That any philosopher might continue to debate this issue is, while sadly true, irrelevant. A logical system without modus ponens can either define modus ponens, or is clearly not extensible enough to define anything. A logical system with modus ponens is either inconsistent, or at most as general as mathematics. Thus, there can be no extensible system of truth in which mathematics is false, validating my claim that it is incontrovertible.

As to whether or not mathematics can be explained in simple terms, I will suggest that this appears to be the case empirically, since some people become mathematicians, and they all seem to use the same terminology, more or less. To prove that every mathematical result in existence can be explained simply would require that I actually explain every mathematical result simply, and that is beyond the scope of an HN comment.

Finally, philosophers do not "search for the justifications of assumptions for all fields of human knowledge including mathematics and science" with the level of rigor I specified in my comment; indeed, the entire point of this discussion is that they tend not to use any level of rigor at all. Insofar as philosophy actually does anything to "justify the assumptions" for any field, it occasionally achieves useful results; however, much of philosophy is focused solely on a continuing failure to agree on semantics.

1 comments

Yet this failure to agree on semantics is in part because of the difficulty in providing solid, incontrovertible justifications for these meanings. Consider the new branches of mathematics that were [created|discovered] when Euclid's definition of a straight line were questioned.

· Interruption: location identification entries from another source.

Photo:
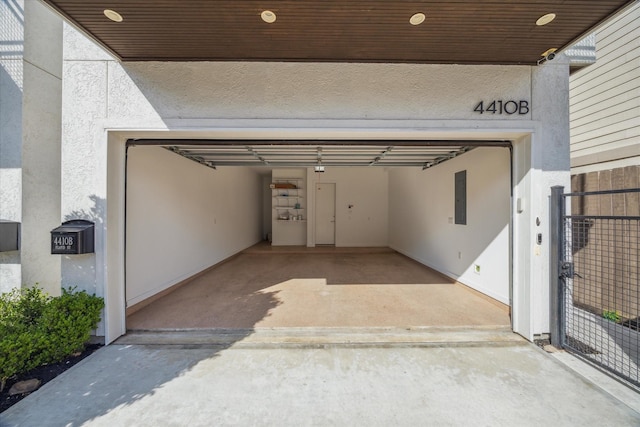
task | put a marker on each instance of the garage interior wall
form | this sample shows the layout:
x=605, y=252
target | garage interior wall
x=421, y=225
x=366, y=222
x=183, y=217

That mathematics corresponds so well to the world we perceive is amazing. Why should this be the case? How can we be sure that mathematics and science holds for all cases which we do not observe or that they will continue to do so? Can rigorous justifications be given for these questions that do not rely on circular arguments and blind faith?

We can't guarantee anything about the world. Empirically, science seems to work, and that is all we can ever get from it. Math is true regardless of its utility in science, and we use it in science because it is convenient to do so.

There are no solid, incontrovertible definitions. Only solid incontrovertible proofs (even there, we don't generally actually know whether or not a proof is incontrovertible, because proofs are rarely verified on that level...but, within mathematics, it is at least POSSIBLE to either verify a proof on that level, or provide a verifiable flaw). Definitions are a matter of convenience.

That the semantics of mathematics sometimes change does not imply that any of its terminology are ever inherently complex in the sense that those who don't understand it, "Don't get it." Indeed, since semantics in mathematics are only ever a shorthand, every mathematical construct could conceivably be expanded into the language of logic, and every mathematician (modulo human error) would agree that the expansion was valid. This underlying agreement on meaning is precisely what is missing from fields like much of literary criticism and philosophy.